# $50 and Up Underground House Book



## Matt Derrick (Oct 15, 2018)

@Matt Derrick submitted a new resource:

$50 and Up Underground House Book - How to build cheap reliable shelters



> ​The Pioneer of Underground housing and *“Tiny Underground Homes”*, Mike self -published _The $50 _& _Up Underground House Book _in 1978 (Mole Publishing Co), and had tripled the size of his home/ underground office complex from 120 square feet to a palatial 370 sq. ft., including built-in root cellar and wall-to-wall carpeting. Though totally underground the home/office has 25 windows, sunlight and good views. The original house went from a cost of $50 to...



Read more about this resource...


----------



## Satanic Botanic (Jan 21, 2019)

Has anyone here actually done this?

I would be worried about it caving in on me or flooding.


----------



## RoadFlower33 (Jan 22, 2019)

Satanic Botanic said:


> Has anyone here actually done this?
> 
> I would be worried about it caving in on me or flooding.


Good fears to have. those are factored into the building. I wouldent recomend digging under a foundation by any means. But a 170 square foot place is bacicaly a shed as far as homes go and i would feel confident that there would be sunstantial ground to hold the waight atop your dig, you dig. As you dig you would be able to place saports if wanted to. But if you dig in the correct geometric patterns that are proven to be self load barring it will hold itself up.
Flooding is a risk anything underground is at risk of.
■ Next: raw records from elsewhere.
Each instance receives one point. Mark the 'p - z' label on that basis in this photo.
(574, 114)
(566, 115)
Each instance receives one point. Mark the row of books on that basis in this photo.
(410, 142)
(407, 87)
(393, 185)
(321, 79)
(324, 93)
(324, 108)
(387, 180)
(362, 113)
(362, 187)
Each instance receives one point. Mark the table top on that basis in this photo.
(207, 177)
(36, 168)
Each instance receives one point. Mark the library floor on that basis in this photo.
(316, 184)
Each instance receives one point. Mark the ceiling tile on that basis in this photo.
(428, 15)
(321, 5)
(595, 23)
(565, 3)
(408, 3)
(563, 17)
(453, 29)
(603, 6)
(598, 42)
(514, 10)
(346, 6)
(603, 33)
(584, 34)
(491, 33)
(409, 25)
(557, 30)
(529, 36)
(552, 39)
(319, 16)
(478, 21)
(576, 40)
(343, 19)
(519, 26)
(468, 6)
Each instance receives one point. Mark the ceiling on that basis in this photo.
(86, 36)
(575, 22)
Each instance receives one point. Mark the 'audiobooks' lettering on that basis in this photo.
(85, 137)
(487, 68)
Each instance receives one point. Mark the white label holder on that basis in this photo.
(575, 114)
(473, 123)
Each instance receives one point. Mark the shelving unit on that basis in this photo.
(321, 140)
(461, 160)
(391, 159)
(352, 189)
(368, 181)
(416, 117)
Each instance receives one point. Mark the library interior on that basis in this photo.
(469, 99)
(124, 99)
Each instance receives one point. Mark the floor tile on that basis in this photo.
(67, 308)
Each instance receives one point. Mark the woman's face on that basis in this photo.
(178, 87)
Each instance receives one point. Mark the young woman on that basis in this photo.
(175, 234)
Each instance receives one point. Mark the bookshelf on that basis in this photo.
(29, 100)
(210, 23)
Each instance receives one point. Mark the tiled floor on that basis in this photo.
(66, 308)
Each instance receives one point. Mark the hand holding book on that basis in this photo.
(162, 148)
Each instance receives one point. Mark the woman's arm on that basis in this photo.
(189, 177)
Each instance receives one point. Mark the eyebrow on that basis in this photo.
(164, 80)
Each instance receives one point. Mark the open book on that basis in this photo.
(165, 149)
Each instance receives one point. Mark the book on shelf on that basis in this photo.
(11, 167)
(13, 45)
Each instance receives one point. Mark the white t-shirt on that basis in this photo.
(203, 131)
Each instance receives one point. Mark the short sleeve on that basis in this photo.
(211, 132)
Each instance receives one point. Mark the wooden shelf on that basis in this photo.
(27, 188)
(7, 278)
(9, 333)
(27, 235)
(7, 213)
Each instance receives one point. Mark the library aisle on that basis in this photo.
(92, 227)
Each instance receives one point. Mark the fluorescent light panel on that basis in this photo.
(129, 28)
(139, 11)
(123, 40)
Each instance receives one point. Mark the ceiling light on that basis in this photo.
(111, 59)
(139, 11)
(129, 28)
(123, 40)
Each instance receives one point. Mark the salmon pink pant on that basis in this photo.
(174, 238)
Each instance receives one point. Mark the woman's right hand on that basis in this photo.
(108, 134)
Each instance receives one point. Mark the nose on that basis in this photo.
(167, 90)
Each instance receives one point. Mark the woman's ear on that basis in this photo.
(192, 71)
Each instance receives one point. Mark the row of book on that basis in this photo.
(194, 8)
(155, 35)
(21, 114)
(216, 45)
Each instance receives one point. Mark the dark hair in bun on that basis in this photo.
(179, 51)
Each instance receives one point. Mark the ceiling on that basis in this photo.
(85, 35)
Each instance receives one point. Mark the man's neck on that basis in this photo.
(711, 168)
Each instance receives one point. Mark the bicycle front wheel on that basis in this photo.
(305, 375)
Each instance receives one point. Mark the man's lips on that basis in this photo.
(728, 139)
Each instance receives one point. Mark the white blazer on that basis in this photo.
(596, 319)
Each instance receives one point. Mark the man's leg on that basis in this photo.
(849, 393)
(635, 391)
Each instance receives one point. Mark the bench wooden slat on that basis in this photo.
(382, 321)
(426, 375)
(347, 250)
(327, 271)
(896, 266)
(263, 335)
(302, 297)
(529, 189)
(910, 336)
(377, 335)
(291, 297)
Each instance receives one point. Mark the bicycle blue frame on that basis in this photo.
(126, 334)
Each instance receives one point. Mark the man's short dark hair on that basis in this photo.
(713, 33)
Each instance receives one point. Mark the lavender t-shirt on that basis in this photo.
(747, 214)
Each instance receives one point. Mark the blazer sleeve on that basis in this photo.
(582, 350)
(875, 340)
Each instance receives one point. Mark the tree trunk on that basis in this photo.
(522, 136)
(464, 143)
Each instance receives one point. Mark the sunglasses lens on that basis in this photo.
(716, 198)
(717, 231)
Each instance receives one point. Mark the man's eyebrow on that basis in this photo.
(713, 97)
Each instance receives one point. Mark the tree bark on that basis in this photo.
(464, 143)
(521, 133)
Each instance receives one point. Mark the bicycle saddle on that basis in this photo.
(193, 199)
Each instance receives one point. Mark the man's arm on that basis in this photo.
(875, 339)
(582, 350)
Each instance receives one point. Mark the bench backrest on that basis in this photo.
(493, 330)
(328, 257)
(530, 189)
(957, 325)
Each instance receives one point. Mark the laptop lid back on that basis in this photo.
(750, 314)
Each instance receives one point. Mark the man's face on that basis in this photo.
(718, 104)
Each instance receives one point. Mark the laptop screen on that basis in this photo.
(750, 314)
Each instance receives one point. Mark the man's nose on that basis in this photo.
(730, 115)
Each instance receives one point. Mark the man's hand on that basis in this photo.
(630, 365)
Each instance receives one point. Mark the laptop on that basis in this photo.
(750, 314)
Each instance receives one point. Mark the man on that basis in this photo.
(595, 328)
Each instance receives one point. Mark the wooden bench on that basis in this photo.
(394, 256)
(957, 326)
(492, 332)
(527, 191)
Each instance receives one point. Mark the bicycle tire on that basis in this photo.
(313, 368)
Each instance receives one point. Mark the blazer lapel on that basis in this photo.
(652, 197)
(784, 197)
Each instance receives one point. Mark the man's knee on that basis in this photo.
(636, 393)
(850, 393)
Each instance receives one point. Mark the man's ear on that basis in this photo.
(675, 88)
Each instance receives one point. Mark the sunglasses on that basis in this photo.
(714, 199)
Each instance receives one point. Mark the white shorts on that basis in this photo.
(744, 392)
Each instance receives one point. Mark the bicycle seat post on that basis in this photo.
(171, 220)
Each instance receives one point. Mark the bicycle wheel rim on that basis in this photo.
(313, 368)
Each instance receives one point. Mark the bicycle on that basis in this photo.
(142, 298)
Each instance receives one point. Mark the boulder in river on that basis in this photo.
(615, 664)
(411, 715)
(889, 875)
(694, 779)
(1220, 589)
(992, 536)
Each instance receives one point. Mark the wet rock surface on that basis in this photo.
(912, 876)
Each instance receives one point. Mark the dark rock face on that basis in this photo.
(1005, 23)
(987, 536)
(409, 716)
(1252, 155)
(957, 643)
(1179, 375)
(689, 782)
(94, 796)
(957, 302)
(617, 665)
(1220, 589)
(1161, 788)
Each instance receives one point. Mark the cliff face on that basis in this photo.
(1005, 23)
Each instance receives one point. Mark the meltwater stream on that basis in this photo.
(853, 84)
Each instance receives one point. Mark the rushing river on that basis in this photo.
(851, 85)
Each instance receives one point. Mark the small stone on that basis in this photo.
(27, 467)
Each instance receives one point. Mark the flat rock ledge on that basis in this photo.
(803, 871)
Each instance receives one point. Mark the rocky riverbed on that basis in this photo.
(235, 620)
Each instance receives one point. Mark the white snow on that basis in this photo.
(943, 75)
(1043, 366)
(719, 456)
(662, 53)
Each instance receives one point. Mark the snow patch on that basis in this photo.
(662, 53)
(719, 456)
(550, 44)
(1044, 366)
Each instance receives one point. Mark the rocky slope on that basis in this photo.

Tho there are options to deflect or overt flooding and the damage it causes. The first i recomend personlay. Just. Build/dig in a climate more suitable for digging. A place with a low watter level... for example Fairfield ID has A 3 foot water table. You dig 3 feet down and you finde water... places like new mexico you can dig for 30 feet and not get watter... my second option is always a living home. A house that uses its natural environment to sustain life in the house. ie collects watter that falls on roof and around the perimmiter of the house/build/dig via water drain in the yard directing the watter to a tank under my house. Or make it instead of a water catch a water divershion... the build itself would be able to be done out of "trash". 
Glass walls out of bottles colletc sun and genorate heat and insulate really well. Clay, rocks and grass dug from your dig make bitchen plaster, bricks and its fire resistant if not proof. Pallets, cans, glass, tires ere all under rated building material. Tires and glass will never go away...The list goes on and on and on my friend... Some ppl started listing it and couldent stop bc it never never ends, there is so much trash to be collected, there shoooould beeee noooothiiiing newwwww!


----------



## Durp (Jan 23, 2019)

I love this book. I have a hard copy


----------